The visitation program aims to counteract the dehumanization that immigrants experience in detention, she said. The program — a "ministry of presence," Valenzuela said — also brings rewards for the volunteers.

"I don't want it to be looked at as if they are charity cases for us. We are in mutual solidarity," she said. Of Maklad, she said, "When he talks, he strengthens me, and I strengthen him. ... That's very moving for all of us, to truly accompany someone in the worst of moments, when you think that there is no light at the end of the tunnel."

Effects of Biden rule

Campos said DHS could continue searching for a third country to accept Maklad as a deportee. He cited the case of Kilmar Abrego Garcia, whom DHS wrongly returned to his home country of El Salvador, despite a judge having granted him withholding of removal there. Since the man's return to the U.S., DHS has tried to find a third country to accept Abrego Garcia.

Abrego Garcia was released Thursday, following a federal judge's order.

"If the U.S. finds a third country to accept (Maklad), he could potentially be subject to re-apprehension. I remain nervous about that," Campos said. "Given Abrego Garcia’s case, for example, the government is hyper-focused on removing individuals, particularly individuals who come into the public eye."

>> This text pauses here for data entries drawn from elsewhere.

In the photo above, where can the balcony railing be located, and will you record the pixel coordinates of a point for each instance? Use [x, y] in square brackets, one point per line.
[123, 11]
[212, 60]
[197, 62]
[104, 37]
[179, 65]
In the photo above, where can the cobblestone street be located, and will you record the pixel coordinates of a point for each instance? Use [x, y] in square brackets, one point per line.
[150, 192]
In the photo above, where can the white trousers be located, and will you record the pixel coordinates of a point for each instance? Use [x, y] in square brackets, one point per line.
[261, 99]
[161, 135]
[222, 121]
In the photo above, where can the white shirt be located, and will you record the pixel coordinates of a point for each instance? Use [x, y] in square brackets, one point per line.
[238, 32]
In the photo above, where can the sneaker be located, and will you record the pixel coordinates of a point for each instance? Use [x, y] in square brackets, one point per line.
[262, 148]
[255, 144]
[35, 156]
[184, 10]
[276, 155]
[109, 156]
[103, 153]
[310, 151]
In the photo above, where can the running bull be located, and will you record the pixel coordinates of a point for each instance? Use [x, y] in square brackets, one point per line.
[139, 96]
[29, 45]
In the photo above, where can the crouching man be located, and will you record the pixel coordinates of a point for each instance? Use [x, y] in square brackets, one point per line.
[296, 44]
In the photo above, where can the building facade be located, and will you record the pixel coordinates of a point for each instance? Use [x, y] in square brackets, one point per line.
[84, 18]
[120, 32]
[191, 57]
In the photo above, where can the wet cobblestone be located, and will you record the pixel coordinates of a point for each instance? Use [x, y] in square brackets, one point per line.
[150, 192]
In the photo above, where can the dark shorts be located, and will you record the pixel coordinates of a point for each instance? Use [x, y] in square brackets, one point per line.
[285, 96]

Maklad was ineligible for asylum due to the Biden-era "Circumvention of Lawful Pathways" rule, which largely denied the protection to asylum seekers who didn’t use the CBP One scheduling app to enter the U.S. at a port of entry. 

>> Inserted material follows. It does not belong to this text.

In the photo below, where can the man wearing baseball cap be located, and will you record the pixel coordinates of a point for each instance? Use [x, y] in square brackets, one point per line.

The May 2023 rule put asylum protection out of reach for thousands of asylum seekers who may have otherwise had valid claims, leaving them eligible only for a more limited form of relief known as withholding of removal.

Withholding only prevents immigrants' deportation to their home country, but leaves them vulnerable to removal to a third country.

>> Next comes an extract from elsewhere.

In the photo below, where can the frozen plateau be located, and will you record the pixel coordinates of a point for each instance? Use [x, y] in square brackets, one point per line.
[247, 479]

In October the Star reported that DHS attempted to deport Maklad to Venezuela on Sept. 19. Maklad said he spent about a half-hour in a Venezuelan airport, after the U.S. sent him there on a deportation flight full of people from Venezuela.

Although he previously lived there, Maklad has no legal status in Venezuela and was quickly flown back to the U.S. At the airport, Venezuelan officials told Maklad they’d never agreed to receive him, Maklad said.

DHS has not responded to the Star's Oct. 15 questions about the failed deportation, apparently without securing prior approval from Venezuela first.

Maklad said he has an ICE check-in scheduled for February, and Campos is helping him apply for a work permit. He's determined to do everything by the book, he said.

"I don't want to risk doing anything that could get me into trouble," he said.